Potential Attack: An attacker may influence the return value of a contract call by using some means to alter the gas limit (e.g., directly controlling block proposers or spamming the network).

SLOAD

Summary: Returns a word from storage.
References py-evm/evm/vm/logic/storage.py: sload()
Impurity Reasoning: reads state.
Potential Attack: At the time of writing the author is not aware of any attack using SLOAD if all other purity directives are followed. However, attacks could be imagined if combined with the SLOAD opcodes (other attacks may be possible).

SSTORE

Summary: Saves some word to storage.
References: py-evm/evm/vm/logic/storage.py: sstore()
Impurity Reasoning: reads and mutates state.
Potential Attack: At the time of writing the author is not aware of any attack using SSTORE if all other purity directives are followed.
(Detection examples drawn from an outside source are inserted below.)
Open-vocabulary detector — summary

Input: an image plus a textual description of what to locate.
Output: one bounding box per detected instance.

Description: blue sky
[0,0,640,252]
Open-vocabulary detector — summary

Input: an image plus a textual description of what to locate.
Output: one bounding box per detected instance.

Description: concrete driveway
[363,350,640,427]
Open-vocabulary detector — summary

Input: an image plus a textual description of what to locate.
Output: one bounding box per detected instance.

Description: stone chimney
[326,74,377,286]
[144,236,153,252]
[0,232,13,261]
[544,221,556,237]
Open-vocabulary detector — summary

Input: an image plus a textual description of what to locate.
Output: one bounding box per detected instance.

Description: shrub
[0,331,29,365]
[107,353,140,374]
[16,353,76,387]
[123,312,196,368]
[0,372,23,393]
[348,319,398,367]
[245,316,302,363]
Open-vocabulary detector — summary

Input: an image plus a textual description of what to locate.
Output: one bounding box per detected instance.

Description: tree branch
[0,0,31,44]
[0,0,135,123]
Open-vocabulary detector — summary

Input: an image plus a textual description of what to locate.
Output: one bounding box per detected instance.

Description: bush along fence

However, attacks could be imagined if combined with the SSTORE or GAS opcodes (other attacks may be possible).

CREATE

Summary: Creates a new account given some code.
References: py-evm/evm/vm/logic/system.py: Create.__call__()
Impurity Reasoning: reads and mutates state.
Potential Attack: At the time of writing the author is not aware of any attack using CREATE if all other purity directives are followed. However, attacks could be imagined if combined with the EXTCODESIZE opcode (other attacks may be possible).

SELFDESTRUCT

Summary: Registers the account for deletion, sending remaining Ether to some address.
References: py-evm/evm/vm/logic/system.py: _selfdestruct()
Impurity Reasoning: reads and mutates state.
Potential Attack: An attacker may self-destruct a contract, causing all future calls to it to fail.

CALL

Summary: Message-calls to some address.
References: py-evm/evm/vm/logic/call.py: Call()
Potential Impurity Reasoning: Executes code from another account.
Potential Attack: An attacker may call an impure contract and use its return data.

CALLCODE

Summary: Execute the code of some other account using the state of this account.
References: py-evm/evm/vm/logic/call.py: CallCode()
Potential Impurity Reasoning: Executes code from another account.
Potential Attack: An attacker may callcode an impure contract and read or mutate state.

DELEGATECALL

Summary: Execute the code of some other account using the state of this account whilst retaining the same values for sender and value.
References: py-evm/evm/vm/logic/call.py: DelegateCall()
Potential Impurity Reasoning: Executes code from another account.
Potential Attack: An attacker may delegate an impure contract and read or mutate state.

STATICCALL

Summary: Message-calls to some address without persisting state modifications.
References: py-evm/evm/vm/logic/call.py: StaticCall()
Potential Impurity Reasoning: Executes code from another account.
Potential Attack: An attacker may call an impure contract and use its return data.

CREATE2

This opcode has not been implemented at the time of writing.

Summary: Creates a new account given some code and some nonce (as opposed to CREATE which uses the current account nonce).
References: EIP86.
Impurity Reasoning: Reads and mutates state.
Potential Attack: An attacker could craft a contract which succeeds the first time it is called, but fails all other times.